A new hepatitis C treatment that costs $1,000 per pill and its affect on Medicaid budgets is raising the scrutiny of a pair of U.S. senators, including Oregon’s Sen. Ron Wyden with good reason.
More than 3 million Americans have the liver-wasting viral disease. More people died from the disease in 2007 than from AIDS.
The key question in business is quite often what price will the market bear?
In this case, the cost of treatment, even at $1,000 per pill, is actually less than other treatments, which may cost less per dose but require a longer and more costly course of medication overall.
At $100,000 for a 12-week regimen of the new Sovaldi drug, the cost is also substantially less than a liver transplant at about $577,000.
But the fact that the drug’s manufacturer, Gilead Sciences Inc., raked in second-quarter profits of $3.66 billion, a net margin of 56 percent, raises plenty of questions about market-gouging.
Couple that with the fact that the drug’s originator, which Gilead purchased, estimated cost of the treatment at about $36,000 and this drug demands closer attention.
Gilead says the higher price-tag is the cost of attracting investment in experimental drugs.
But Sovaldi isn’t the only medication with a stratospheric price-tag.
The average cost of brand-name cancer drugs has doubled in a decade, to about $10,000 a month.
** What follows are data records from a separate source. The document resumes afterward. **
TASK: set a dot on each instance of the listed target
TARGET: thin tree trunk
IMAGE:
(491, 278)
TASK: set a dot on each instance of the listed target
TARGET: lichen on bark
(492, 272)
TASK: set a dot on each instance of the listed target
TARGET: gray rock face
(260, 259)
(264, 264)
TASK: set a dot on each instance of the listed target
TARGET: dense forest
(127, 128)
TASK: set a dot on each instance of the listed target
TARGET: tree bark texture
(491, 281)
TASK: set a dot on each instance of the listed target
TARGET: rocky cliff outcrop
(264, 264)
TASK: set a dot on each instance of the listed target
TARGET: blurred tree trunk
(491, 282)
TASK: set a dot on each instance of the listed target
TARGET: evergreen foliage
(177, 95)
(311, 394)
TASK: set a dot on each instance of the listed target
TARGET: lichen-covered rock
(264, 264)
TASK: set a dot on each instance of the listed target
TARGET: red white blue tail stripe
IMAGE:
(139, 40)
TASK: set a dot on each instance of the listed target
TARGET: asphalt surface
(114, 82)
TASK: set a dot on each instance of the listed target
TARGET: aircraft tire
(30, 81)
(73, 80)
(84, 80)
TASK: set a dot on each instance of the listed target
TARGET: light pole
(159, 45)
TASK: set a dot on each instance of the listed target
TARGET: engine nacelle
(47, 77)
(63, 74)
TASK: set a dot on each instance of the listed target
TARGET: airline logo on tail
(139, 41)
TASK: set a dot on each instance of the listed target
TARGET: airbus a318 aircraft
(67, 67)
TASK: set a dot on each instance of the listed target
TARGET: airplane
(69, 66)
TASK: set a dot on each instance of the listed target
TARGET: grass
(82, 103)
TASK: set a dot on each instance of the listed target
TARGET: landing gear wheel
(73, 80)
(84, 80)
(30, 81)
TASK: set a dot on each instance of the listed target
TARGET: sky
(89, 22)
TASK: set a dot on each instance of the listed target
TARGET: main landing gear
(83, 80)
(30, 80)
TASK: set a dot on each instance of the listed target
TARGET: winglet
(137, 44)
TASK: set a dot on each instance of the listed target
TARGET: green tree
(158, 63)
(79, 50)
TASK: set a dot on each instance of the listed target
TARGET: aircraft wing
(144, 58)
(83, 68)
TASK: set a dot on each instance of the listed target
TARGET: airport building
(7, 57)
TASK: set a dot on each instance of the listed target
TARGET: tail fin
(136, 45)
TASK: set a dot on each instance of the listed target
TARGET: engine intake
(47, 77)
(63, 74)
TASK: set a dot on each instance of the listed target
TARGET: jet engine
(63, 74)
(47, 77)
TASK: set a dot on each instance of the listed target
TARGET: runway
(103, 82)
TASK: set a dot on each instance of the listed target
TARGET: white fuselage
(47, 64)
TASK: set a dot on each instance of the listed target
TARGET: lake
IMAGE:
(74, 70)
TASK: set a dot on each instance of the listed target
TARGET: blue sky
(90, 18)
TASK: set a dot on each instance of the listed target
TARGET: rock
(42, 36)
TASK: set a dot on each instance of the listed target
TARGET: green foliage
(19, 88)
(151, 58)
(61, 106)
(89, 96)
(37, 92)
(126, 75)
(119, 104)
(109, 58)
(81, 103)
A number of promising new cancer medications are nearing FDA approval and could present a similar story.
The reality of this and other such costly drugs is that they wouldn’t be affordable to any but the wealthiest people in the world without the availability of at least somewhat affordable health insurance, both public and private.
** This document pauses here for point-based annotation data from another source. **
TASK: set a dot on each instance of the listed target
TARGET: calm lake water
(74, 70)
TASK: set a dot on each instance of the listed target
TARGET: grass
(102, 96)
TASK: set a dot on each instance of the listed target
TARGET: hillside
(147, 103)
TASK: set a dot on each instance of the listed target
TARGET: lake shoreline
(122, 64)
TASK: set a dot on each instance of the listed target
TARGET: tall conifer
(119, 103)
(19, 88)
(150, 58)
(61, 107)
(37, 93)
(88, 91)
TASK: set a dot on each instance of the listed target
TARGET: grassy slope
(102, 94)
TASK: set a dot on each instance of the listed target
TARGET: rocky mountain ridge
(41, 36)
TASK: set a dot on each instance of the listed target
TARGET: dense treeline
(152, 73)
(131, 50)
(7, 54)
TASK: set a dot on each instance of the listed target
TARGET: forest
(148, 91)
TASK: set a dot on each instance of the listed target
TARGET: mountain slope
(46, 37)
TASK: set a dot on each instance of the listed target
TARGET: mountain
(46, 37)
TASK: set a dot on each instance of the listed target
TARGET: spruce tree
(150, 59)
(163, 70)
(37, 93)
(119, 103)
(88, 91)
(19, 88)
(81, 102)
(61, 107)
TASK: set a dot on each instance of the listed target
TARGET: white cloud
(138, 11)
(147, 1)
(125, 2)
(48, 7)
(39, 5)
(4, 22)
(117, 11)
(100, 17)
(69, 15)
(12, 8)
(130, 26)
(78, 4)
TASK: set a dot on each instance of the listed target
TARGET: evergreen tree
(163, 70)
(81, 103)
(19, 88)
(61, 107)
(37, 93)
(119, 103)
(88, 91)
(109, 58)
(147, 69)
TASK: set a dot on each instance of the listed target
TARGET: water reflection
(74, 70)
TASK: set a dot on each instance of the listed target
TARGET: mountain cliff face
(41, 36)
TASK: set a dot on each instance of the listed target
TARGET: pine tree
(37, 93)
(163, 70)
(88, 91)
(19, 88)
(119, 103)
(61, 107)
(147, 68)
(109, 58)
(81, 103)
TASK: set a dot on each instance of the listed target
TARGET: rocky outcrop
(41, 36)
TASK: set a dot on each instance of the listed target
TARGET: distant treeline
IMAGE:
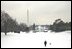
(10, 25)
(59, 26)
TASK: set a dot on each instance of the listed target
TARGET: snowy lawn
(36, 40)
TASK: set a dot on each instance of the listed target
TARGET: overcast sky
(40, 12)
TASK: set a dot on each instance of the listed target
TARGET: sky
(40, 12)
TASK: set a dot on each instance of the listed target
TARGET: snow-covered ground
(36, 40)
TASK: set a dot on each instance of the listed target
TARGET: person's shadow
(45, 43)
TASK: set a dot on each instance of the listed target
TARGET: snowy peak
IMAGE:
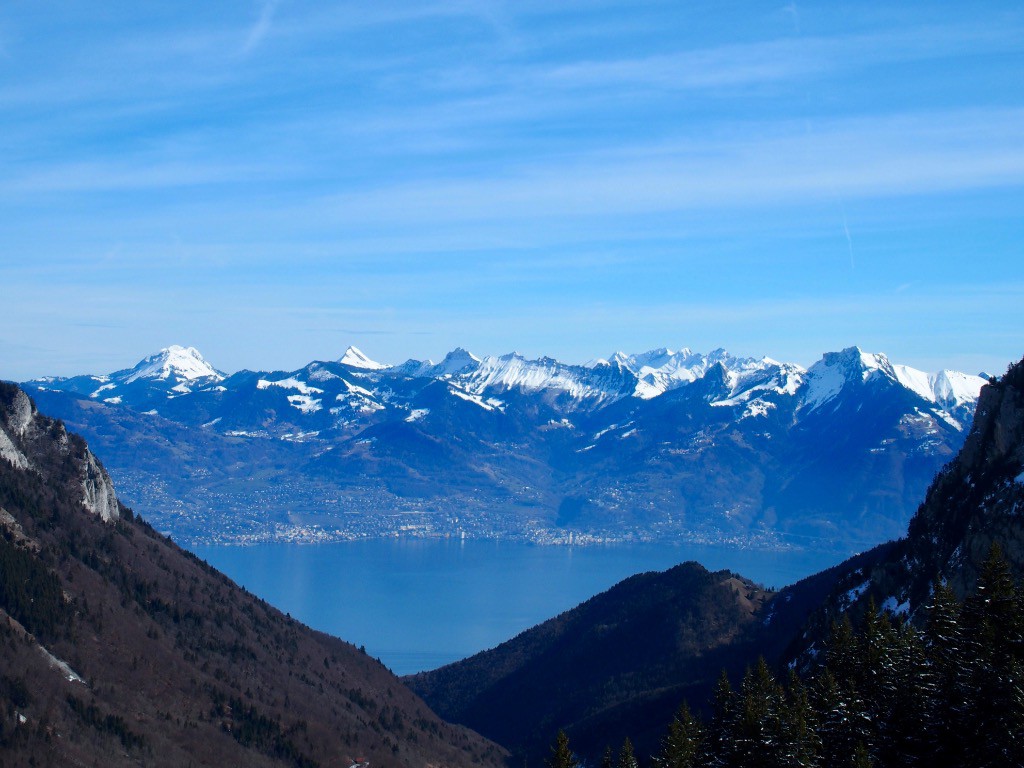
(600, 384)
(660, 370)
(173, 363)
(353, 357)
(826, 379)
(459, 360)
(835, 371)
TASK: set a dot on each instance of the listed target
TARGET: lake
(418, 604)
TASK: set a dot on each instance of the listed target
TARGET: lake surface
(418, 604)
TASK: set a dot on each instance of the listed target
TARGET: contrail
(849, 240)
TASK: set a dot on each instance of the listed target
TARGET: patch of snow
(290, 383)
(469, 397)
(354, 389)
(177, 361)
(304, 402)
(853, 595)
(104, 388)
(300, 436)
(949, 388)
(895, 607)
(355, 358)
(757, 408)
(317, 373)
(69, 674)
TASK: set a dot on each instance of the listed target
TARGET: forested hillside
(120, 648)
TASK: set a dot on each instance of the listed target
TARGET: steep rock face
(28, 440)
(120, 648)
(979, 498)
(975, 501)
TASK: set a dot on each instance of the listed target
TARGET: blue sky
(272, 181)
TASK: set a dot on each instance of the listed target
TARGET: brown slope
(120, 648)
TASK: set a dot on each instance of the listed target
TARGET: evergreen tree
(758, 730)
(992, 623)
(801, 743)
(944, 648)
(561, 755)
(720, 737)
(682, 745)
(627, 758)
(861, 758)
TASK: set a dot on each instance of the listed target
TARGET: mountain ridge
(975, 502)
(663, 444)
(121, 647)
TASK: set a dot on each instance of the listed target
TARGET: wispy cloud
(261, 28)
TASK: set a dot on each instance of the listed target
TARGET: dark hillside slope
(563, 674)
(120, 648)
(602, 668)
(975, 501)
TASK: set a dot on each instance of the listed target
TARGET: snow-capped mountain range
(663, 443)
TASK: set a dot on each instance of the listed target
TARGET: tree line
(882, 694)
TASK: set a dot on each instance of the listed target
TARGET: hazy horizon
(273, 181)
So the question becomes at what point does the cost of these high-end drugs threaten the collapse of these systems?
Certainly, it is reasonable for a pharmaceutical company to recover the costs of development over the life of the proprietary drug — and reap a reasonable profit.
But perhaps pharmaceutical companies have come to expect too much from their products.
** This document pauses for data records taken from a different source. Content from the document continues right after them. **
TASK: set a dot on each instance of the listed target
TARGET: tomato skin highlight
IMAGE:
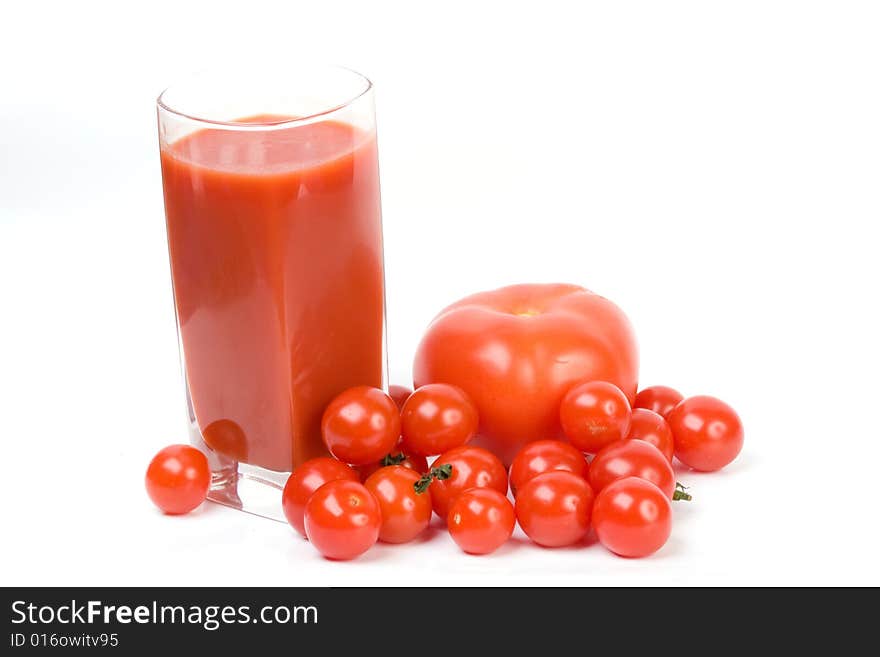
(515, 351)
(632, 458)
(651, 428)
(708, 433)
(304, 481)
(361, 425)
(594, 414)
(632, 517)
(178, 478)
(659, 399)
(399, 394)
(472, 467)
(481, 520)
(342, 519)
(405, 513)
(554, 508)
(436, 418)
(545, 456)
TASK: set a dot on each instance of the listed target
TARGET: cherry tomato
(516, 351)
(178, 479)
(632, 517)
(304, 481)
(361, 425)
(554, 508)
(405, 513)
(632, 458)
(660, 399)
(651, 428)
(436, 418)
(472, 467)
(594, 414)
(342, 519)
(481, 520)
(399, 394)
(708, 433)
(544, 456)
(415, 463)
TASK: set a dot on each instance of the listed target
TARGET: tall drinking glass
(271, 186)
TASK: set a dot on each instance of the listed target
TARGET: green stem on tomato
(393, 459)
(680, 494)
(440, 472)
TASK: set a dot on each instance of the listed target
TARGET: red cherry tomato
(708, 433)
(361, 425)
(632, 458)
(543, 456)
(415, 463)
(405, 513)
(342, 519)
(472, 467)
(660, 399)
(481, 520)
(304, 481)
(651, 428)
(178, 479)
(594, 414)
(516, 350)
(436, 418)
(632, 517)
(399, 394)
(554, 508)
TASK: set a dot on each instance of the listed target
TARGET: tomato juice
(275, 242)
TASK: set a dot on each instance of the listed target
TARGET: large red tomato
(517, 350)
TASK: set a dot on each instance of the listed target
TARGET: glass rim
(367, 86)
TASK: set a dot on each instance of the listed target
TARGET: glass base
(248, 488)
(251, 489)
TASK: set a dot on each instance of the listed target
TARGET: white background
(712, 167)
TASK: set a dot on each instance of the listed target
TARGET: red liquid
(275, 240)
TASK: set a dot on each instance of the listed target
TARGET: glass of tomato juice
(271, 186)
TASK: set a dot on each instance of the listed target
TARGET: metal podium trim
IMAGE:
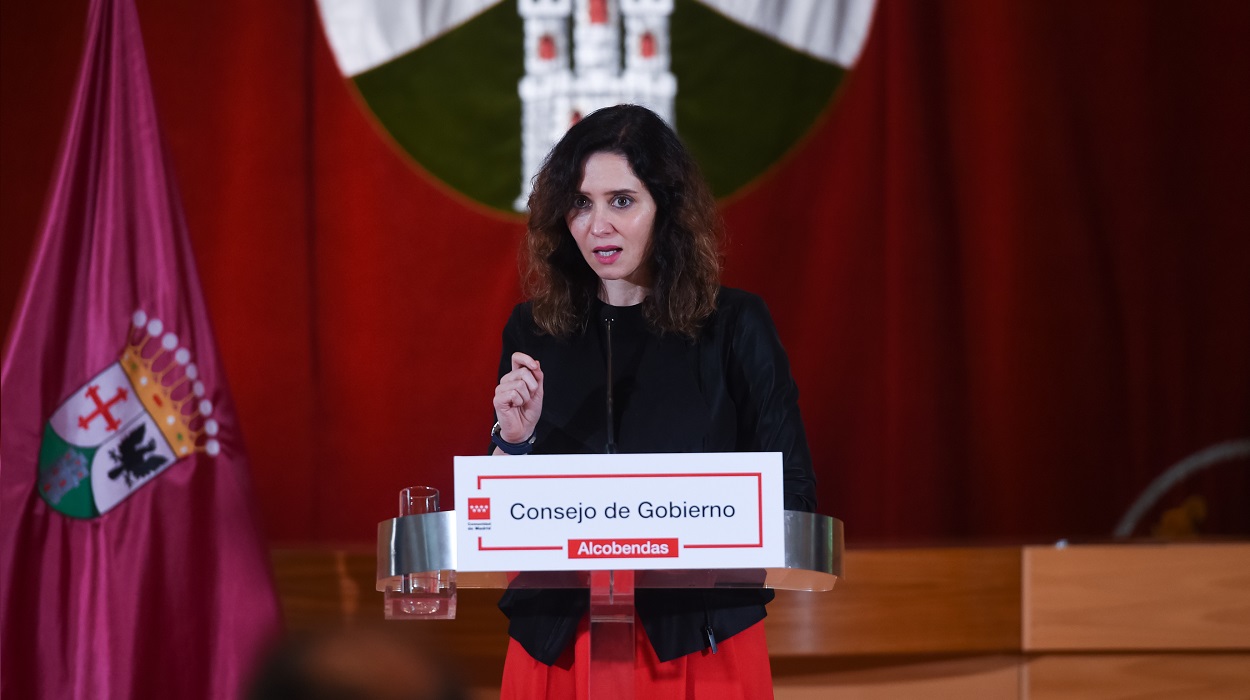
(428, 543)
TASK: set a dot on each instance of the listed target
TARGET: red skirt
(739, 670)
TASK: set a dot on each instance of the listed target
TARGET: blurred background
(1008, 253)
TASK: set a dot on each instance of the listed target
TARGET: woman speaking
(621, 268)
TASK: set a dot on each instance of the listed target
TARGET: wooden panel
(1145, 675)
(906, 601)
(1128, 598)
(323, 589)
(891, 678)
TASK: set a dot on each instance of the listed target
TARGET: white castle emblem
(556, 91)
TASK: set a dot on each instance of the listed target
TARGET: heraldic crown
(168, 384)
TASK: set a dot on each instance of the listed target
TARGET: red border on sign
(759, 506)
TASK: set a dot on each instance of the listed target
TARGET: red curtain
(1011, 264)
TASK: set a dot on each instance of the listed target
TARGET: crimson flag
(131, 563)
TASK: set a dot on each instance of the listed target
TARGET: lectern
(418, 555)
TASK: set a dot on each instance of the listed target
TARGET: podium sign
(579, 513)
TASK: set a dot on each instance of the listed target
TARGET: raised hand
(519, 399)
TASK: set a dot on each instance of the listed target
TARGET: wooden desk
(1130, 620)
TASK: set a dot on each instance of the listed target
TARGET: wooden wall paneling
(1139, 596)
(1123, 676)
(905, 601)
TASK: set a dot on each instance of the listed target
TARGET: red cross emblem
(101, 409)
(479, 509)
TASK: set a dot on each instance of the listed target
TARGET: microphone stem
(611, 421)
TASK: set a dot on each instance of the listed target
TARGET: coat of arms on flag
(126, 425)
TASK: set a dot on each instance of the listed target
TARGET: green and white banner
(478, 91)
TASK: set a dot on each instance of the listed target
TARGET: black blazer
(730, 390)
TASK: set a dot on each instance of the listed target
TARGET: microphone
(611, 429)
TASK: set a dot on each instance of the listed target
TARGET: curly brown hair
(684, 254)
Gilead vice president Gregg Alton recently addressed the issue at a public forum sponsored by the American Enterprise Institute, a think tank.
“To suggest that a cure for a disease like hepatitis C should be priced at $36,000 ... would put a huge disincentive on investing in cures for our industry,” he was quoted in an Associated Press story.
Gilead took on most of the challenge — and risk — of getting government approval for Sovaldi, Alton added.
He suggested another standard for measuring the value of Sovaldi, something called "cost-per-cure." As Alton explained it, that makes Sovaldi look like a bargain.
In the rarified air of chronic disease treament costs, Alton makes a point.
It is difficult to find any course of treatment for a chronic, life-threatening disease that isn’t financially severe.
But maybe the strict economic rules of business shouldn’t entirely apply in situations when life-and-death desperation is in play.